Whetstone is an evenly stratified siltstone of the Mansfield Formation which formed on silty coastal flats of an ancient sea. The distinct and minute layering of the stone is the result of fine sediments deposited by the daily cycle of tides which occurred around 300 million years ago during the Pennsylvanian Period (the geological time interval associated with Indiana's coal seams). Geologists call these layers "Tidal Rhythmites". These layers are so precisely recorded that, from careful measurements, they can even be used to determine the phase of the moon during the time the layers were deposited. This discovery is so significant that Indiana whetstone deposits are known internationally in the geological community.
History of Hindostan Whetstone -
Beds of excellent quality whetstone were discovered near French Lick around 1810. By the early 1820s, Indiana whetstone was being hauled by wagons from quarries in Orange County, floated down Lost River to the White, Wabash, Ohio and Mississippi Rivers and on to New Orleans. Some Hoosier whetstone was even shipped overseas. Hindostan Whetstone is considered the earliest commercial enterprise in Indiana and by the end of the 1800s Indiana had become a world leader in production of whetstones.
Probably the most important use of Hindostan Whetstone was for gravestones. Hindostan Whetstone gravestones are found across southern Indiana and into southeastern Illinois. Between 1820 and 1860 production of Indiana whetstone for gravestones may have exceeded that for sharpening stones. Gravestones made of Hindostan Whetstone are the oldest commercially produced gravestones found in Indiana, ranging from 150 to 180 years old. Despite their age, whetstone gravestones are so durable that the lettering and scroll work on many look as though they were carved recently. By measuring the width of the Tidal Rhythmites in a whetstone gravestone researchers can determine from which quarry the stone was removed. After the Civil War, with the expansion of rail transportation across the state, imported marble and locally quarried limestone quickly replaced whetstone gravestones.
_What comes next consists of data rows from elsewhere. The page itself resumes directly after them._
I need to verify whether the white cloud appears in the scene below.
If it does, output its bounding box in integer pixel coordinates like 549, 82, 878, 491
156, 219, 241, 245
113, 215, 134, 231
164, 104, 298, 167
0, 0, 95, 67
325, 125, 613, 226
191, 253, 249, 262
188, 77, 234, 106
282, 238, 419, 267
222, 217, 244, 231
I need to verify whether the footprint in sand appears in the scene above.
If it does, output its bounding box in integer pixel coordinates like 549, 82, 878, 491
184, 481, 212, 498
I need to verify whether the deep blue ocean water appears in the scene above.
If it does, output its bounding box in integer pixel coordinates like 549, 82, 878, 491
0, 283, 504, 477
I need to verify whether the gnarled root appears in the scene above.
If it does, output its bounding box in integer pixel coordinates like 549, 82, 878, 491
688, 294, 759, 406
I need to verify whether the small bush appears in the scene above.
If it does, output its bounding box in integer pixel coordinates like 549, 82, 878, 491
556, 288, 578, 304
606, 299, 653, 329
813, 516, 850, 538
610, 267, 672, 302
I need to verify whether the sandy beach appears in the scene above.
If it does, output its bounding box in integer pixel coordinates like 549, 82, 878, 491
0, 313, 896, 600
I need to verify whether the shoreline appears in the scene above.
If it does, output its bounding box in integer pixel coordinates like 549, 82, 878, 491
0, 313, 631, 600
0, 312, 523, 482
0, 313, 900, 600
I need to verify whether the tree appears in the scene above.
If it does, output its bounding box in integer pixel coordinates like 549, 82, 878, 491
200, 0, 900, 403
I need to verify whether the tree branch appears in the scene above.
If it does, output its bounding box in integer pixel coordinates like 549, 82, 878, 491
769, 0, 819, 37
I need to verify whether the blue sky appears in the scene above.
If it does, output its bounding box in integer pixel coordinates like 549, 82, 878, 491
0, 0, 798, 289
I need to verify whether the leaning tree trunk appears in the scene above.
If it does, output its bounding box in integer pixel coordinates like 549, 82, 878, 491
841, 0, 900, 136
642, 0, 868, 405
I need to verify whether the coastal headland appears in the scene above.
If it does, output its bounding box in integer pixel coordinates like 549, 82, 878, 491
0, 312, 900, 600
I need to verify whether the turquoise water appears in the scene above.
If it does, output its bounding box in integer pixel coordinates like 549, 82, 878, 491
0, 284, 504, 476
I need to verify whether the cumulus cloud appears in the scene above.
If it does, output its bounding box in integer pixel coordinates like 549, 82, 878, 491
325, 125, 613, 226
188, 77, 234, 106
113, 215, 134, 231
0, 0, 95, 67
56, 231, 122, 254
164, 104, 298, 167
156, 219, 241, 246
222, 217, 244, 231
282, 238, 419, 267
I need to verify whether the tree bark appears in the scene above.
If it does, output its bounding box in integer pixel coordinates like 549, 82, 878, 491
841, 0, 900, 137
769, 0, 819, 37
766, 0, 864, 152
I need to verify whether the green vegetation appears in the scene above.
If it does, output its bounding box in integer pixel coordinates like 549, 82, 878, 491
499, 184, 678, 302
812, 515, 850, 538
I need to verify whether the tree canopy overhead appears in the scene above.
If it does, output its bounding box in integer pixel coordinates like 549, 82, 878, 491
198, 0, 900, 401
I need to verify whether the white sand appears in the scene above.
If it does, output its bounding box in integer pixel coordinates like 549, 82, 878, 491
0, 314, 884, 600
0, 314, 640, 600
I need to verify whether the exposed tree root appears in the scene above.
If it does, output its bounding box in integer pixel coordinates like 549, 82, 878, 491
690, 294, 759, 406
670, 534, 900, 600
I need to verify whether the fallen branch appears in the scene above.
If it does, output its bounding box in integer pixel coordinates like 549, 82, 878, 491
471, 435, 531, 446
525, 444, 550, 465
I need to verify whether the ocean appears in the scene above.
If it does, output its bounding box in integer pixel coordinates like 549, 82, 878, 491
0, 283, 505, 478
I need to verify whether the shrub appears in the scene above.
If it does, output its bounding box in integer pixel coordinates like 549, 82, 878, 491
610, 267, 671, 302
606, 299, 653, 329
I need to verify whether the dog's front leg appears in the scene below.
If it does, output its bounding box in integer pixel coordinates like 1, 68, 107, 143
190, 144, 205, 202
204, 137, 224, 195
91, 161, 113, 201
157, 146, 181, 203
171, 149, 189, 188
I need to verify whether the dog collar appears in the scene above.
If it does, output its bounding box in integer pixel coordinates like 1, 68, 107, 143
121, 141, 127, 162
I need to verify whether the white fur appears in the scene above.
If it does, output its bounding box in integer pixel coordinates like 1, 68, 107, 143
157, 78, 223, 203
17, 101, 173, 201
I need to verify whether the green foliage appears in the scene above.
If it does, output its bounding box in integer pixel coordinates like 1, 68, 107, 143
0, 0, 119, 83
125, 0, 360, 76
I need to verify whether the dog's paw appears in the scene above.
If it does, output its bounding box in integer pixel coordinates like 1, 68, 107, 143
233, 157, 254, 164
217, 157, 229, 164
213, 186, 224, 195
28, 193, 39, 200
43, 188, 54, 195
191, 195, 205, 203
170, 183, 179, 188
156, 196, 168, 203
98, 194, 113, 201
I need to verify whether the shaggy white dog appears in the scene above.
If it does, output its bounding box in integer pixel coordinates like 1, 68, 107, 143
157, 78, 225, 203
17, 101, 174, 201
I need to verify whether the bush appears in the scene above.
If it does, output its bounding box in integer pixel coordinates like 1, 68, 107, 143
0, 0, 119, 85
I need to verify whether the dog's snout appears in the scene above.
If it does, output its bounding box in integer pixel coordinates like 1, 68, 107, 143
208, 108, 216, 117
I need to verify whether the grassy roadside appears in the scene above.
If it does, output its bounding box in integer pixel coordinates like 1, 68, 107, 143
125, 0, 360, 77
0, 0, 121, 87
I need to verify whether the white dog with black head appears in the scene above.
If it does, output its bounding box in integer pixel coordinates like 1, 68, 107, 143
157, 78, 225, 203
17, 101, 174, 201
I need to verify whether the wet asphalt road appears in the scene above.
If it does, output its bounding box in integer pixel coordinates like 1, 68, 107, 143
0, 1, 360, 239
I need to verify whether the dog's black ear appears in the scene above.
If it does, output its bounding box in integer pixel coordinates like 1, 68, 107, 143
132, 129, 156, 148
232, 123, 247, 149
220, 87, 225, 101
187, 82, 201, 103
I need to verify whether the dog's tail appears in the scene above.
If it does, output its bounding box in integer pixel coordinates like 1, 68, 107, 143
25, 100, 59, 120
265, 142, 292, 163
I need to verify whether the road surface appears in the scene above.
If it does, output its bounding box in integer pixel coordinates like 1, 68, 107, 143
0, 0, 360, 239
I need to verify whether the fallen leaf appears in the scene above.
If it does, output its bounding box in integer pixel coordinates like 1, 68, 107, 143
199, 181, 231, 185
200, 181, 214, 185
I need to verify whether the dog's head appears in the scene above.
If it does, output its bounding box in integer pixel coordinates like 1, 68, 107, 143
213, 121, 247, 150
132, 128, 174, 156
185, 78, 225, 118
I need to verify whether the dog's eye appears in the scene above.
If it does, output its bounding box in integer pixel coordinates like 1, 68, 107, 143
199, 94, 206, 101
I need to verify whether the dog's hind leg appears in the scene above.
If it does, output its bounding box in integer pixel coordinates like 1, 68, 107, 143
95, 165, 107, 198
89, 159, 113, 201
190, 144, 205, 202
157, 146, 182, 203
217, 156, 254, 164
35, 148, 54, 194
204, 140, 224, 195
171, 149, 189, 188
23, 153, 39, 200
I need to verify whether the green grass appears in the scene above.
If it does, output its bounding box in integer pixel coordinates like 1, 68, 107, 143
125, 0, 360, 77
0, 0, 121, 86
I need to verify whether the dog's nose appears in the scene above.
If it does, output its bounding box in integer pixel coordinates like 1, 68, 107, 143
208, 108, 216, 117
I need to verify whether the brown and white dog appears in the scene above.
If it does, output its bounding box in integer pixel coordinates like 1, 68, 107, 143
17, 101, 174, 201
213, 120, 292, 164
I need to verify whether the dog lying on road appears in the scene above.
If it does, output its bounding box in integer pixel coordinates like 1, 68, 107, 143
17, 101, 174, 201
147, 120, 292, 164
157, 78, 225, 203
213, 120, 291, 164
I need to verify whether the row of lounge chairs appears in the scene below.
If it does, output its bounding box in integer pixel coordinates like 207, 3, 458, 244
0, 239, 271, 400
Identifying Hindostan Whetstone Gravestones -
Whetstone headstones are characterized by three distinct physical qualities. First, they are generally more weather resistant than contemporary local sandstone. Second, the color of a whetstone monument, usually tan, but including off-white, buff, light brown and some partly rust streaked. Third, and most importantly, when viewed on-edge, these gravestone exhibits a sequence of relatively thick and thin layers running parallel to the flat faces of the stone (Tidal Rhythmites) that are characteristic of Hindostan Whetstone.
Many of the gravestones also exhibit raised chisel grooves cut along the edge and sometimes on back of the stone. These chisel groves are at right angles to the flat faces of the stone and should not be confused with Tidal Rhythmites.
Click here for additional information on identifying Hindostan Whetstone gravestones.
Your mission, should you choose to log this Earthcache, is to complete the following tasks:
1) Correctly identify a gravestone made of Hindostan Whetstone. This whetstone gravestone can be one at Wolfington Cemetery or one at a cemetery of your choice. (Whetstone gravestones can be found in many old cemeteries in southern Indiana.) Once you locate a suitable example, take a photo of the gravestone and post the photo with your Earthcache Log (Photos are not mandatory but are greatly appreciated). As an alternative to posting a photo, note the name(s) and dates engraved on the stone.
2) Locate the Tidal Rhythmites visible on the edge of a whetstone gravestone and try to count them. (A magnifying glass might come in handy!)
Email Indotguy With the results of your Rhythmite count as well as the names and dates from the gravestone (If no photo is provided). DO NOT post this information with your log.
I must be able to identify the marker as Hindostan Whetstone either visually or by location to confirm the find.